The initial part of the track, which faces a steep climb on gravel, is relatively simple, although it is advisable to pay attention to the slippery surface. The track leads directly to the bottom of the mountain wall, where an easy climb begins, lasting for about half an hour along what was an old Via Ferrata, subsequently removed because it was considered too dangerous (probably not so much for the difficulty, but it is a fact that often the presence of an equipped path encourages non-expert hikers to go for it). Throughout the ascent, the bolts of the old Via Ferrata are present on the wall and can be used by hikers for finding additional safety.

After the ascent, it is recommended to take a break to enjoy the breathtaking view with the peaks of Cima Sant’Anna (2,374 m asl), Croda Granda (2,839 m asl) and Sass d’Ortiga (2,391 m asl). From the small plateau, the path continues on the eastern side of the peaks of Cime Vani Alti (2,633 m asl) and, after having climbed over a small gap, is descends towards the bivouac of Bivacco Renato Reali, located in a remote corner of the Pale di San Martino, above the gap of Forcella del Marmor.

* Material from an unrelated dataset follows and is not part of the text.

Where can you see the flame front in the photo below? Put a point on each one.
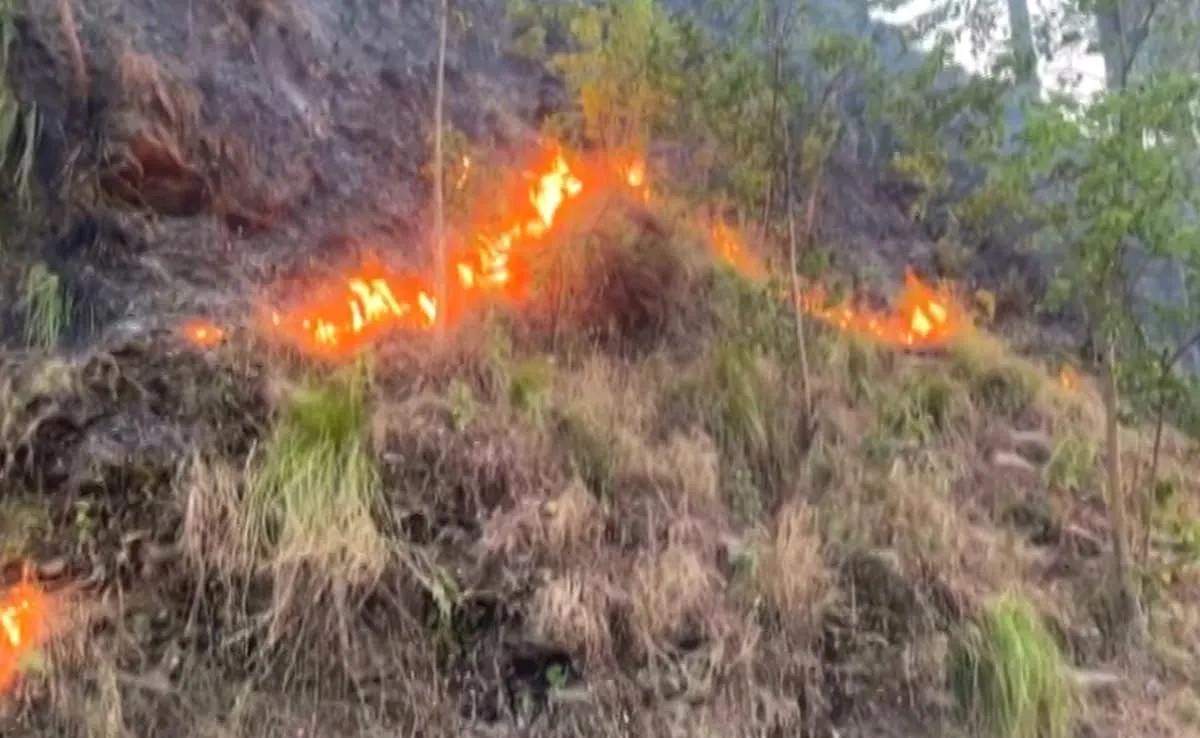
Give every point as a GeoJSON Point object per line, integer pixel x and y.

From the bivouac (2,595 m asl), in order to head back to Malga Canali, you have to descend through the Ferrata Fiamme Gialle – one of the most beautiful Via Ferrata of the Pala Group -, not particularly difficult but rather vertical. At the end of the Via Ferrata, it will be enough to descend along the track on gravel that leads back to the Signpost No. 707, and then resume the descent towards Rifugio Treviso, along the path already followed in the initial part of the itinerary.

Overall, this route is not particularly popular, and is recommended only and exclusively for experienced hikers having all the necessary equipment.




  • From the hut of Malga Canali (1,300 m asl), follow the Signpost No. 707 towards Rifugio Treviso,
  • From the hut of Rifugio Treviso (1,630 m asl), continue along the path of the Signpost No. 707 towards Passo Canali,
  • After about 1 km from Rifugio Treviso, take the track on your right, heading east, towards Vani Alti,
  • Continue while paying attention to the red signs that indicate the path on the mountain wall,
  • From the small plateau of Vani Alti, head north towards Bivacco Reali,
  • From the bivouac named Bivacco Reali (2,595 m asl), take the path towards Ferrata Fiamme Gialle / Rifugio Treviso, descending along the Via Ferrata,
  • Return to Malga Canali, passing by the hut of Rifugio Treviso. ✓




  • From Bivacco Reali it is possible to go on the top of Croda Grande (2,489m a.s.l.). It is strongly suggested and it takes a little bit more than 1h back and forth, on a rather easy path.




  • Located on the eastern side of the Val Canali, in a picturesque landscape of large larches and firs, Rifugio Treviso (originally Canalihütte or Rifugio Canali) was inaugurated on the 26th of August, 1897. The inauguration ceremony was organized by the section of the DOe- AV of Dresden, which had chosen to build the alpine hut where it stands nowadays.
  • The inauguration of the Refuge, in 1897, with the iconic first ascent by A.G.S. Raynor and J.S. Phillimore of the climbing track called Torre Dresda (tr. Dresden Tower) on the peak of Pala della Madonna, marked the beginning of mass mountaineering tourism in Val Canali. The valley’s peaks were explored by climbers such as Oscar Schuster and the Meurer family, Beatrice Tomasson, the Phillimore-Raynor couple, Fabbro, Della Fior and Bussi.
  • At the end of the Great War, following the Treaty of Saint-Germain, the Canalihütte was entrusted to the Italian Alpine Club (CAI) of Treviso, which in 1924 reopened the hut with its current name. With the ownership of the CAI of Treviso, and especially with its president Giulio Vianello, must be traced not only to the renewal of the refuge, but also to its further enhancement for mountaineering purposes, thanks also to the opening of a brilliant network of new tracks – among which the beautiful Vani Alti and Sédole stand out -, between the 1920s and 1930s. Even today, the path named “del dotór” (tr. of the doctor) recalls the figure of Giulio Vianello, as he was a medical doctor.